Friday, April 10, 2020

Making it work

"My life hasn't really changed," my friend typed. I don't know too many people who can say that. If your life hasn't changed, you must not need to work, don't have friends you see, and not really be an outdoors person. Also, you must not have people you worry about.

A long conference call can take place on the porch.
How do you live an outdoors, adventurous life if you have to stay home? People are getting really judgy. Some say that you should only recreate if you can walk to your destination. The people who say this don't have to live in unsafe places with no sidewalks. It is easy to judge others if you live in a neighborhood with multiple trails and little traffic.

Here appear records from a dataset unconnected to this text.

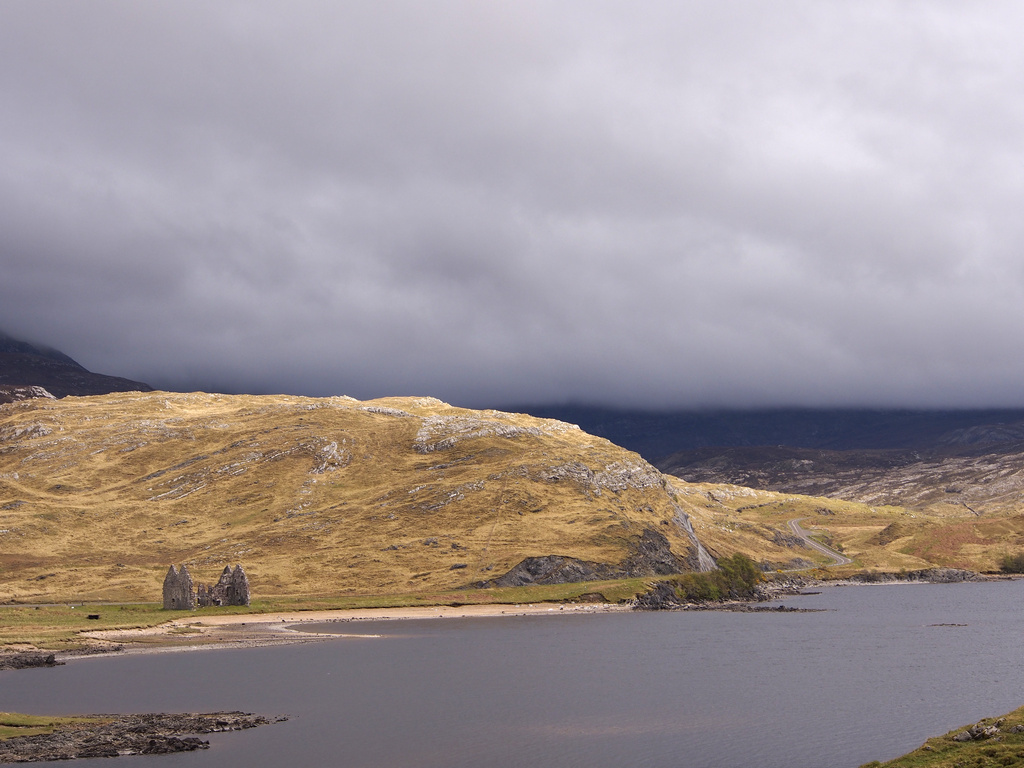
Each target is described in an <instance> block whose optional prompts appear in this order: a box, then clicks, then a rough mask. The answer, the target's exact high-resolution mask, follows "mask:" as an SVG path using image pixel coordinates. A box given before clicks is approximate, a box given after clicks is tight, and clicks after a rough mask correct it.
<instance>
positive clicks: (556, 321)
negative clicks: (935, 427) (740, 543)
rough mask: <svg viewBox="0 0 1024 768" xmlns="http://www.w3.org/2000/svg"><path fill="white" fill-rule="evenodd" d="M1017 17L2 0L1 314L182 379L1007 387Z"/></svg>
mask: <svg viewBox="0 0 1024 768" xmlns="http://www.w3.org/2000/svg"><path fill="white" fill-rule="evenodd" d="M1022 16H1024V12H1022V11H1020V10H1018V9H1017V7H1016V6H1014V5H1012V4H1005V3H994V2H993V3H985V2H983V3H976V4H972V5H970V6H967V5H964V4H959V3H951V2H948V3H946V2H939V3H903V2H895V1H892V2H863V3H856V4H831V3H829V4H824V3H817V2H787V3H783V4H781V5H775V6H771V7H769V6H765V5H764V4H762V3H757V2H716V3H710V2H709V3H686V4H678V3H657V2H654V3H644V4H642V5H641V6H637V5H635V4H634V5H625V4H618V3H592V2H588V3H582V2H581V3H575V2H568V3H545V2H517V3H508V4H504V3H503V4H484V3H476V2H443V3H432V4H423V3H413V2H408V3H407V2H398V3H388V4H379V3H378V4H362V3H351V4H347V3H343V4H335V5H323V4H317V3H309V2H297V3H291V4H289V6H288V7H287V8H286V7H284V6H281V5H278V4H272V3H262V2H245V3H242V2H239V3H234V2H222V3H216V4H210V3H202V2H186V1H185V2H176V3H173V4H139V3H135V2H108V3H102V4H92V3H90V4H81V3H73V2H65V1H49V0H37V1H36V2H32V3H15V4H12V5H11V6H10V7H9V8H6V9H5V23H4V25H3V27H2V29H0V95H2V97H3V103H4V104H5V109H4V111H3V114H2V115H0V230H2V231H3V237H2V240H0V260H2V269H3V280H2V281H0V328H4V329H5V330H7V331H8V332H9V333H12V334H15V335H18V334H20V335H24V336H26V337H30V338H33V339H36V340H40V341H44V342H47V343H50V344H52V345H55V346H58V347H60V348H62V349H63V350H65V351H67V352H69V353H70V354H72V355H73V356H76V357H78V358H80V359H81V361H82V362H83V364H85V365H87V366H89V367H90V368H93V369H95V370H100V371H103V372H106V373H114V374H119V375H124V376H131V377H134V378H139V379H142V380H145V381H148V382H150V383H152V384H154V385H157V386H167V387H206V388H222V389H228V390H234V391H272V390H290V391H298V392H307V393H312V394H330V393H348V394H353V395H355V396H360V397H369V396H376V395H382V394H394V393H420V394H433V395H437V396H440V397H444V398H446V399H450V400H453V401H457V402H462V403H466V404H481V406H483V404H487V406H494V404H502V403H508V402H528V401H542V400H570V399H577V400H592V401H618V402H628V403H630V404H653V406H667V404H676V406H693V404H771V403H784V404H801V403H806V404H836V403H847V404H928V406H942V404H979V406H980V404H993V406H995V404H1022V402H1024V395H1022V393H1021V391H1020V387H1019V386H1018V382H1019V381H1020V379H1021V375H1022V373H1024V362H1020V360H1024V355H1022V354H1021V353H1022V351H1024V349H1022V347H1024V318H1022V317H1024V315H1022V314H1021V312H1020V311H1019V309H1018V307H1020V306H1021V301H1022V299H1024V296H1022V294H1024V274H1022V269H1024V262H1022V261H1021V259H1020V257H1019V253H1020V252H1021V250H1022V245H1024V231H1022V224H1021V223H1020V215H1019V213H1018V208H1019V200H1020V193H1021V187H1022V179H1024V173H1022V170H1021V169H1022V160H1024V139H1022V138H1021V136H1024V130H1022V128H1024V114H1022V113H1021V111H1020V110H1019V108H1018V105H1017V102H1016V101H1017V99H1016V98H1015V94H1016V93H1019V92H1021V89H1022V86H1024V52H1022V51H1021V50H1020V47H1019V45H1018V41H1017V40H1015V39H1014V35H1015V31H1016V30H1019V29H1020V23H1021V22H1022V20H1024V19H1022Z"/></svg>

I have had to readjust my thinking. Though there are trails here that are still open, they aren't great for running. I have had to venture onto the pavement, which isn't the best thing to run on. Backpacking can't really happen right now--it's still snowing and the trails are deep. So I decided to mix it up and go kayaking.

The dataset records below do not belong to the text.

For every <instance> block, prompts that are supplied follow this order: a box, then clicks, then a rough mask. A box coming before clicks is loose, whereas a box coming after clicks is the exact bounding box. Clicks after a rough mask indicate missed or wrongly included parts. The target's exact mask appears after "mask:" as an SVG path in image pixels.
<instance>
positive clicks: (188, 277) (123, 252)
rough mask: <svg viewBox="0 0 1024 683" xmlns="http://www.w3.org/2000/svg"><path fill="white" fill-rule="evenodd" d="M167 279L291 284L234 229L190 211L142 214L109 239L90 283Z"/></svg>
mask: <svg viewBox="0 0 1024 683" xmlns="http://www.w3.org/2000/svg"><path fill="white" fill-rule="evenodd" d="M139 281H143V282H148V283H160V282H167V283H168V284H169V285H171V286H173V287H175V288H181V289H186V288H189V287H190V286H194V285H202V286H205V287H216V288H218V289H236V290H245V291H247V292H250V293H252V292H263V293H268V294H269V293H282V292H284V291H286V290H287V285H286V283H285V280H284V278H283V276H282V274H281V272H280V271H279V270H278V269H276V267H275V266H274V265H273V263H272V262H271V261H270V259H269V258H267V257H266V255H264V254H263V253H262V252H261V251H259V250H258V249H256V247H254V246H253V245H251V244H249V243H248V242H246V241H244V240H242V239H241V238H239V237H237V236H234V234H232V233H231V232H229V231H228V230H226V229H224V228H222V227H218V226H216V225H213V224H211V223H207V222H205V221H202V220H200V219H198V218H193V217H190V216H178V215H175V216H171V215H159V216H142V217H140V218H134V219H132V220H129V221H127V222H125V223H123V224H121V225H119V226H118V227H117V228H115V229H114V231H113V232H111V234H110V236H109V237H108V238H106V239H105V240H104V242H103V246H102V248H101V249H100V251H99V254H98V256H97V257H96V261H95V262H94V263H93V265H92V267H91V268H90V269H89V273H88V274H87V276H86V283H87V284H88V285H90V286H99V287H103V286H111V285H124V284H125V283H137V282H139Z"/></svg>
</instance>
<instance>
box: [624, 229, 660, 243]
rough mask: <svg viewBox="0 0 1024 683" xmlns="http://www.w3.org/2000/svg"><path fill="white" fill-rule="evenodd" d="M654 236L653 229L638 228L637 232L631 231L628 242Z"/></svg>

I hadn't been in my kayak for a year, shameful as that is to say. I hauled it from its resting place, and was disturbed to note that it bore the distinctive aroma of cat pee. Shoving the boat in the back of my car, I hoped for the best.

It's only a mile to the lake, so the Judgy McJudgersons can't say much--though some say if you do high risk activities, this diverts SAR from dealing with critical patients. But anything is risky. You have to live your life.

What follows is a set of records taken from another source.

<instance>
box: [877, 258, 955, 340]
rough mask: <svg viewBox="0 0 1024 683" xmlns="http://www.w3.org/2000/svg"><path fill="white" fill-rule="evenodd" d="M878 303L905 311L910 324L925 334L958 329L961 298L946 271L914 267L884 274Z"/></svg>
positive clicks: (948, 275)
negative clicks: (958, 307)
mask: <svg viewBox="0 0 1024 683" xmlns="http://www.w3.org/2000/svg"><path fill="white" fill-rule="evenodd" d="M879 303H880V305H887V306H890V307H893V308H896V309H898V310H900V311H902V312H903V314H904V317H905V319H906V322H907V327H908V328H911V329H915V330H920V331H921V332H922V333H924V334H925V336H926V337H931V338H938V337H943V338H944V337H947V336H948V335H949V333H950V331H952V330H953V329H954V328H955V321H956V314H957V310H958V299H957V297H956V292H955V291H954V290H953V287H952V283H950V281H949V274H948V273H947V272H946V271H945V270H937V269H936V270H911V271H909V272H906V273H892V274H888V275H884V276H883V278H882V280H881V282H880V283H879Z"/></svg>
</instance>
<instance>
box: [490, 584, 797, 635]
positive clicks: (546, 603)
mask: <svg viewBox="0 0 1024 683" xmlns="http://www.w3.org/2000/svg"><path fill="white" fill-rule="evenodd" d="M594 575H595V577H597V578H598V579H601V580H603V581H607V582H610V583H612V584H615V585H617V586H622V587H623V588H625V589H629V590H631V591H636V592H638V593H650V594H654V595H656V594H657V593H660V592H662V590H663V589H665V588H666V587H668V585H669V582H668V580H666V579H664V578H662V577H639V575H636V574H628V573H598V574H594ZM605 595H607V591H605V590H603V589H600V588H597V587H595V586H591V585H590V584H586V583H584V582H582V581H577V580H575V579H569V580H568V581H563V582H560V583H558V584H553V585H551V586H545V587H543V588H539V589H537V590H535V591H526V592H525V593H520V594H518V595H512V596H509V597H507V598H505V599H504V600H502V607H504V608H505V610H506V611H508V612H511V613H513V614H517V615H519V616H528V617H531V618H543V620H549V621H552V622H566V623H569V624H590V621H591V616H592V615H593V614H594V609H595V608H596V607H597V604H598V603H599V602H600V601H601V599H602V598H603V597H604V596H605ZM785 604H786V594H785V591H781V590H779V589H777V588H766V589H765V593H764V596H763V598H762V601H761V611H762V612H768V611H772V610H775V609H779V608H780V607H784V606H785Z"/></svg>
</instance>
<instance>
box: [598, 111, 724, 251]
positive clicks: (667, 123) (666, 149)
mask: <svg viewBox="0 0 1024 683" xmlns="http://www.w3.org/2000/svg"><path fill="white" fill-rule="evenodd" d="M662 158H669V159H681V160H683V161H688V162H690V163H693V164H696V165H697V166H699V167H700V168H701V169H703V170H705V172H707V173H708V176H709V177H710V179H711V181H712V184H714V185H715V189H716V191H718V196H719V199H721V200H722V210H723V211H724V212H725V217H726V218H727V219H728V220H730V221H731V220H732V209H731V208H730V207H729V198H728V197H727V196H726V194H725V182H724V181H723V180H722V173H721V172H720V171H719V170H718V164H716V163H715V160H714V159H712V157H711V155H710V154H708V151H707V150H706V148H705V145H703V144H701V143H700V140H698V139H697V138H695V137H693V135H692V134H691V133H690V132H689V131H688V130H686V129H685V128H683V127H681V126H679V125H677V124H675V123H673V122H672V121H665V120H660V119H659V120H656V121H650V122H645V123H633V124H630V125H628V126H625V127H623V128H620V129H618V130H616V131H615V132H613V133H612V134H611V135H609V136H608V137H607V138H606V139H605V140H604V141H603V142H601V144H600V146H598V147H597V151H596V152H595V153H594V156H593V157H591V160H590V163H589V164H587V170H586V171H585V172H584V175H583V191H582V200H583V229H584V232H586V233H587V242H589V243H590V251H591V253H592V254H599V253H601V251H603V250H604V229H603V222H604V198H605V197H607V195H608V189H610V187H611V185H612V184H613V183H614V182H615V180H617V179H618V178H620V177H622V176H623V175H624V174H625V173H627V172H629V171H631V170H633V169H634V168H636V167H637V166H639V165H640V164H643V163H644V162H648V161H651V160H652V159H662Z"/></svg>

I pushed off into the calm water, marveling at my luck. If it had been a normal weekend, I probably would have driven to the Wenaha river to go backpacking. A part of me mourned this lost opportunity. But I'm doing what I can, and I am fortunate I made choices along the way that allow me to live here.
It takes about two hours to circumnavigate Wallowa Lake, and it isn't really a cardio workout, but it was a nice change. Only a few fishing boats dotted the lake. Everyone said hello. While this is a friendly town, I have noticed people are much friendlier now.

I used to be a wilderness kayak ranger, and two hours was nothing in a normal day of work. We paddled for eight to ten hours at times, in often hazardous conditions. I would have scoffed at such a leisure tour. But, things change. I'm grateful for what I have.

Saturday, April 4, 2020

The end of an era

There once was a pack of three dogs: Sierra, Cale, and Aluco. In a town where people recognize your dogs before they know you, these dogs were icons. They hiked, ran behind skiers, hung out at the ski area, and backpacked. Dogs don't live long enough, and Aluco and Sierra left us within a month of each other, four years ago.

Cale, the remaining dog, mourned them the rest of his life. Sometimes he howled for them. When Ruby came along, he didn't want anything to do with her, but then he fell in love with her, just like anyone who meets her does. The two dogs became intensely bonded. If one of us tried to go off with just one dog, the remaining dog would cry and pout and try to go along.

Last weekend, Cale left us. He stopped eating, and after many procedures, the vet found stomach cancer. We could have woken him up and kept him with us for an unknown time, but it would have been selfish and unfair to him. I'll never forget him walking bravely into the vet's office, and we could not go with him because of this stupid virus. His last hours were with someone else, not us.

I have a number of friends who will never get another pet because it hurts so much when they leave. Right now there is a big gap in our hearts where this white, fluffy dog used to be. I look over at his bed and he isn't there. He isn't in the yard, lying under his favorite tree. There's no more howling. Ruby is very sad and still looks for him everywhere.

I know in time there will be good memories of him and the great life he had. We're just not there yet.

Losing Cale feels like the end of an era, an era when we were younger and ran farther and skied steeper and believed none of that would ever change.

But here is something really strange. I am not a person who believes in these things, but on Cale's last day, I saw a white dog run through the yard, though there was no real dog. I know I saw this. I believe it was Sierra, come to lead the way for Cale. Run on, white dog pack.